All five of the defendants were held for years in secret custody by the Central Intelligence Agency where they were subjected to prolonged and harsh interrogation techniques. Those techniques included sleep deprivation and sensory deprivation combined with prolonged exposure to loud noises.
A spokesman for the detention camp at Guantánamo denied the existence of any significant problem between Bin al-Shibh and the guards.

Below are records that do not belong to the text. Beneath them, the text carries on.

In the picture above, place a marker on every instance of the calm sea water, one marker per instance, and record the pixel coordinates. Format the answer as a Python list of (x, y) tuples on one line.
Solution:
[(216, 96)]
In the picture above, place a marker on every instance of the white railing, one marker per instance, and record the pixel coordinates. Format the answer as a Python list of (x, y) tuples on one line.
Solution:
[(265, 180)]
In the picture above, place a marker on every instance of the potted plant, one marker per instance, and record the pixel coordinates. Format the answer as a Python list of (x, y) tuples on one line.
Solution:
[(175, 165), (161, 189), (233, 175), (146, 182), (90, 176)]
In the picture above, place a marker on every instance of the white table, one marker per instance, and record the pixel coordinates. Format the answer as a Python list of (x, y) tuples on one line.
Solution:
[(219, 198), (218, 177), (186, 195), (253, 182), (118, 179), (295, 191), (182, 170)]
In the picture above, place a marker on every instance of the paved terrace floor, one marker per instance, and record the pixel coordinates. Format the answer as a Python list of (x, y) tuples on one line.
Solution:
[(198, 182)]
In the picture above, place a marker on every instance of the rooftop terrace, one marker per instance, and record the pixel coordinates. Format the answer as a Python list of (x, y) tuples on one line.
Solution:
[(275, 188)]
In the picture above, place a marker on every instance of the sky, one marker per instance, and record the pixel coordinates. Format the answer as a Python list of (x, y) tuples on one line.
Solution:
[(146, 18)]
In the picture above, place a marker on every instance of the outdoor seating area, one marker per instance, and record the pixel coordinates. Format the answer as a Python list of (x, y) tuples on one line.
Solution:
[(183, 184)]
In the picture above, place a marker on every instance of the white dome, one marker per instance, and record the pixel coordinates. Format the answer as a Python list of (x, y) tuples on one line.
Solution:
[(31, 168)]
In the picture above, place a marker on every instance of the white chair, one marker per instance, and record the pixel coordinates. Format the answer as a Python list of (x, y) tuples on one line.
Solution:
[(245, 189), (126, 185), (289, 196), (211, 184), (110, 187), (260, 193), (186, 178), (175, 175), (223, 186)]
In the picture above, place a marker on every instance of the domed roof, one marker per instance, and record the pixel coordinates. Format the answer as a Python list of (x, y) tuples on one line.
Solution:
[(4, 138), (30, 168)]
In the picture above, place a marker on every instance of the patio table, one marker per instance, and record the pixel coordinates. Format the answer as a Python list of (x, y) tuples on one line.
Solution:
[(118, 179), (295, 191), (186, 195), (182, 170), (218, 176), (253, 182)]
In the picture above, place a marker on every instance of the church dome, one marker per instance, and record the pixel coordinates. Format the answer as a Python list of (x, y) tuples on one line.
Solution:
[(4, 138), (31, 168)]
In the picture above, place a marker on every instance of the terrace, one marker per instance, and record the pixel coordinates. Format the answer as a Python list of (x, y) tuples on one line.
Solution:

“A freshly-prepared standard detainee halal meal was provided to the defendant by the Joint Task Force during the lunch recess. The defendant complained that his lunch did not include condiments such as olives and honey,” US Navy Capt. Robert Durand, Director of Public Affairs, Joint Task Force Guantánamo, said in a statement.
All five defendants are facing a military tribunal on charges that they helped plan and/or help with logistics in the Sept. 11, 2001 terror attacks that left nearly 3,000 dead. If convicted they face the death penalty.
At a hearing on Monday, another defendant, Walid Bin Attash, complained that he was too ill to remain in the courtroom.
His lawyer said he wanted to remain present during the hearing, but that a stomach condition was too painful. The judge called an early recess to the public portion of the hearing.
It was not clear what might happen if Mr. Bin Attash was still feeling sick on Tuesday but did not want to waive his right to be present. That issue did not arise since Bin Attash told a detention camp official early Tuesday that he did not want to attend that day’s court hearing.
The pre-trial hearings are set to continue through Friday.